— Я тебя, конечно, награжу, — обещал Артамонов, несколько смущённый его спокойствием.

Тихон промолчал, смазывая дёгтем свои пыльные сапоги; тогда Артамонов сказал со всей твёрдостью:

— Значит — прощай!

— Ладно, — ответил дворник.

Артамонов пошёл за реку, надеясь, что там прохладнее; там, под сосною, где он поссорился с Ильёй, Серафим построил ему из белых сучьев берёзы нечто вроде трона. Оттуда хорошо было видно всю фабрику, дом, двор, посёлок, церковь, кладбище. Льдисто сверкали большие окна фабричной больницы, школы; маленькие люди челноками сновали по земле, ткали бесконечную ткань дела, люди ещё меньше бегали по песку фабричного посёлка. Около церковной ограды, среди серых стволов ольхи, паслось игрушечное стадо коз; их развёл одноглазый фельдшер Морозов, внук древнего ткача Бориса, — фабричные бабы много покупали козьего молока для детей. А за больницей, на лысом квадрате земли, обнесённом решёткой, паслись мелкие люди в жёлтых халатах и белых колпаках, похожие на сумасшедших. Вокруг фабрики развелось много птиц: воробьёв, ворон, галок, трещали сороки, торопливо перелетая с места на место, блестя атласом белых боков; сизые голуби ходили по земле, особенно много было птиц около трактира на берегу Ватаракши, где останавливались мужики, привозя лён.

Но с некоторого времени всё это большое хозяйство уже не возбуждало ни удовольствия, ни гордости Артамонова, оно являлось для него источником разнообразных обид. Обидно было видеть, как брат, племянник и разные люди, окружающие их, кричат, размахивают руками, точно цыгане на базаре, спорят, не замечая его, человека старшего в деле. Даже говоря о фабрике, они забывали о нём, а когда он им напоминал о себе, люди эти слушали его молча, как будто соглашались с ним, но делали всё по-своему и в крупном и в мелком. Это началось давно, ещё с той поры, как они, против его желания, построили на фабрике электрическую станцию; Артамонов старший быстро убедился, что это и выгоднее и безопасней, но всё-таки не мог забыть обиду. Мелких обид было много, и они всё увеличивались в числе, становились острее.

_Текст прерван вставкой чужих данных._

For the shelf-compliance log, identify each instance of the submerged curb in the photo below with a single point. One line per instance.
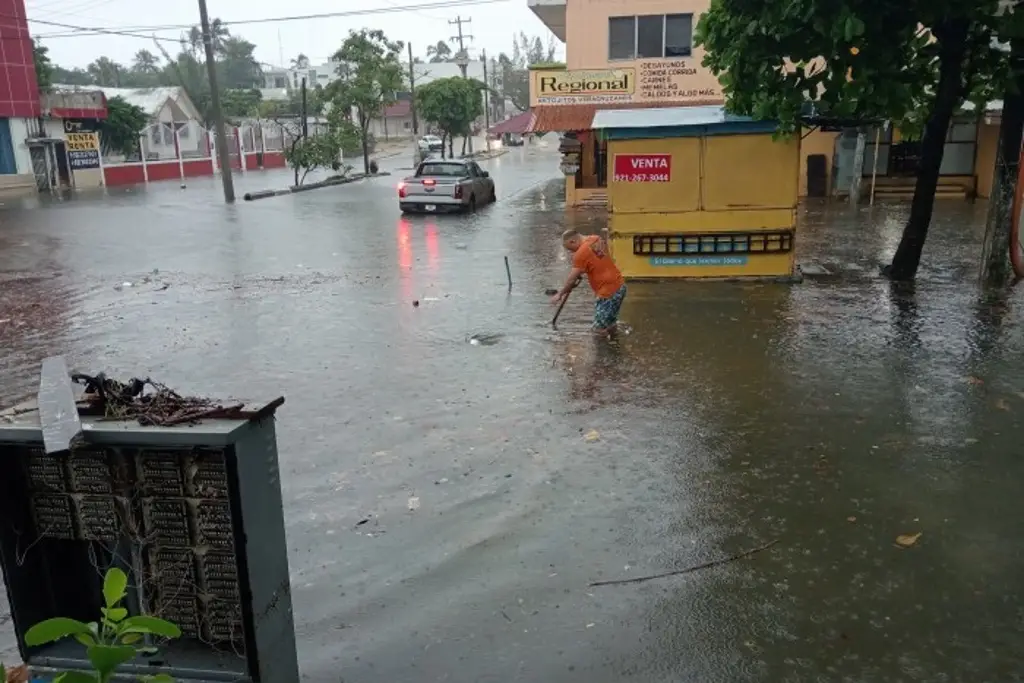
(330, 182)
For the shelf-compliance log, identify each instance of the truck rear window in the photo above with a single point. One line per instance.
(453, 170)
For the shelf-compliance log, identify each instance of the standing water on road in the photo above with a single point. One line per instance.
(449, 503)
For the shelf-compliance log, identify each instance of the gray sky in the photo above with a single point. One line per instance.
(493, 26)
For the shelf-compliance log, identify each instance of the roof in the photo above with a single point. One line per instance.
(151, 100)
(402, 108)
(518, 124)
(557, 118)
(677, 121)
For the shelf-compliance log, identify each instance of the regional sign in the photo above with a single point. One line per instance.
(83, 151)
(554, 87)
(642, 168)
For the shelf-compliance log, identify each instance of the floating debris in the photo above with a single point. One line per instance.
(148, 402)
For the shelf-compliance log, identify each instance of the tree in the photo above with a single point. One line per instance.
(452, 104)
(439, 51)
(120, 130)
(105, 72)
(998, 226)
(43, 65)
(856, 60)
(369, 77)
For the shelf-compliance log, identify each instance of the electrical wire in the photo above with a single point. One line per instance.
(77, 31)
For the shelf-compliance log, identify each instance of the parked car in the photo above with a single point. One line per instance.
(431, 143)
(445, 185)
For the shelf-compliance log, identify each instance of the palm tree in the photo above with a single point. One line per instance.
(145, 61)
(218, 34)
(439, 51)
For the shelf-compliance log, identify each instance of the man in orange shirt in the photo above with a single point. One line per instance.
(590, 257)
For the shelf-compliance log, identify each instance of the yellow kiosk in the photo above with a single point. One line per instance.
(696, 193)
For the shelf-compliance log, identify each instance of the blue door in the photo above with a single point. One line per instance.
(7, 164)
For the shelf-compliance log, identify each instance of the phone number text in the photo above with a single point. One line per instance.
(641, 177)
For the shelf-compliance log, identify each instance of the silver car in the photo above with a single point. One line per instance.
(444, 185)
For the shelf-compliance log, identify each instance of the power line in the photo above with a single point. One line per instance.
(77, 31)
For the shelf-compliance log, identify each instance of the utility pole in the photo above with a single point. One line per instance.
(412, 87)
(462, 58)
(305, 115)
(486, 91)
(219, 132)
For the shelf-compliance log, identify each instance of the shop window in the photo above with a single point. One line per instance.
(650, 36)
(739, 243)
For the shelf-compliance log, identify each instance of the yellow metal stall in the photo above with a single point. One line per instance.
(696, 193)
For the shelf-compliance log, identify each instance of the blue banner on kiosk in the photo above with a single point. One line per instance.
(711, 259)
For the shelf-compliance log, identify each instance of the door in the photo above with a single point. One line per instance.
(7, 163)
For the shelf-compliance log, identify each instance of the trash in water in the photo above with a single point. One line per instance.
(484, 340)
(907, 540)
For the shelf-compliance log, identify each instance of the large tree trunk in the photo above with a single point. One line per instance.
(951, 35)
(995, 267)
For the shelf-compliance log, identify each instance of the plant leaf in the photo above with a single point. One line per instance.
(152, 625)
(115, 613)
(115, 585)
(107, 658)
(75, 677)
(53, 630)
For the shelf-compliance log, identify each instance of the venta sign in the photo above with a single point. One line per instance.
(642, 168)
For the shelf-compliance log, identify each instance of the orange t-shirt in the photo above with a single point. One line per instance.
(602, 273)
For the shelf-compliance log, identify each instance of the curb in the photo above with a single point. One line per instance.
(264, 194)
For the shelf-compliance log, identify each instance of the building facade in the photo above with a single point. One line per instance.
(640, 53)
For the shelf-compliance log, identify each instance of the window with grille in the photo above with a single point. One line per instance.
(719, 243)
(650, 36)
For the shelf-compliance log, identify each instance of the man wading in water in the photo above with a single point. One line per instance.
(590, 257)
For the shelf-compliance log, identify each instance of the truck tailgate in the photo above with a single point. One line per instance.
(428, 187)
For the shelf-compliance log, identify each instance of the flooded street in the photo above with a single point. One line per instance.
(833, 416)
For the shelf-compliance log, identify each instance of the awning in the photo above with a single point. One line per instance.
(560, 118)
(518, 124)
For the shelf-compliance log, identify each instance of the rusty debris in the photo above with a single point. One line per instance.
(148, 402)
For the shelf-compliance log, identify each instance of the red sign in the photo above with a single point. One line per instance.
(642, 168)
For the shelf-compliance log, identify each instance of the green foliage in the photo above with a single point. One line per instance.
(111, 642)
(879, 62)
(44, 75)
(451, 103)
(120, 130)
(369, 78)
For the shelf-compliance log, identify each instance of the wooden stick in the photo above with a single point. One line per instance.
(620, 582)
(558, 312)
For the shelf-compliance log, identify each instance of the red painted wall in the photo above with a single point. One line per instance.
(18, 88)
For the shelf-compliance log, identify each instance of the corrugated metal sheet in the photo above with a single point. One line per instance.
(559, 118)
(665, 118)
(520, 123)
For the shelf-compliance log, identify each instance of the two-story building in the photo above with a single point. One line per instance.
(640, 53)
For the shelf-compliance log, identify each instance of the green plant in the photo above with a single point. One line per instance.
(111, 642)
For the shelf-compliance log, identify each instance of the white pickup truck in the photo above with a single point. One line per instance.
(444, 185)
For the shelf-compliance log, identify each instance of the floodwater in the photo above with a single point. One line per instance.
(830, 417)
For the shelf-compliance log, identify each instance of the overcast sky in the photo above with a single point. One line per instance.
(493, 26)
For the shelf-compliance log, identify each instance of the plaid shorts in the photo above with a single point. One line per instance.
(606, 310)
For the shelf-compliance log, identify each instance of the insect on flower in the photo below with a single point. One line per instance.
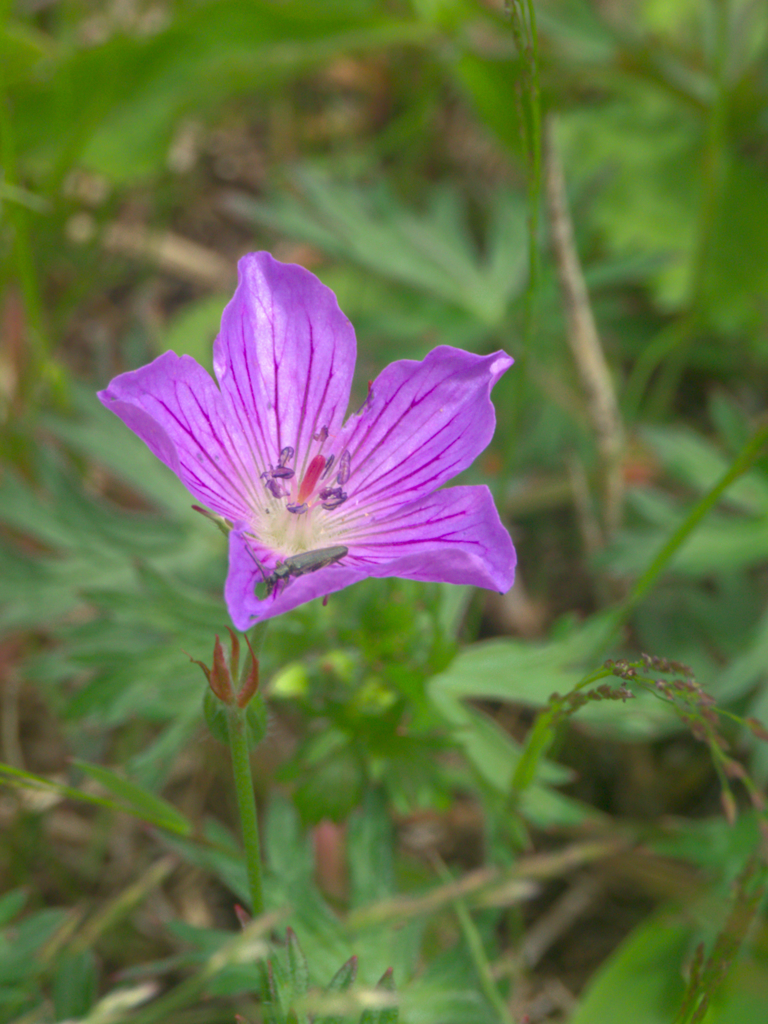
(295, 565)
(311, 502)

Особенно дерзко и противно вёл себя племянник; он кончил учиться, одевался в какие-то нерусские, кожаные курточки, весь, от золотых очков до жёлтых ботинок, блестел, щурился, морщился и говорил:

— Это, дядя, старо. Не то время, дядя.

Казалось, он боится времени, как слуга — строгого хозяина. Но только этого он и боялся, во всём же остальном — невыносимо дерзок. Однажды он даже сказал:

— Поймите, дядя, с такими людями, как вы и подобные вам, Россия не может больше жить.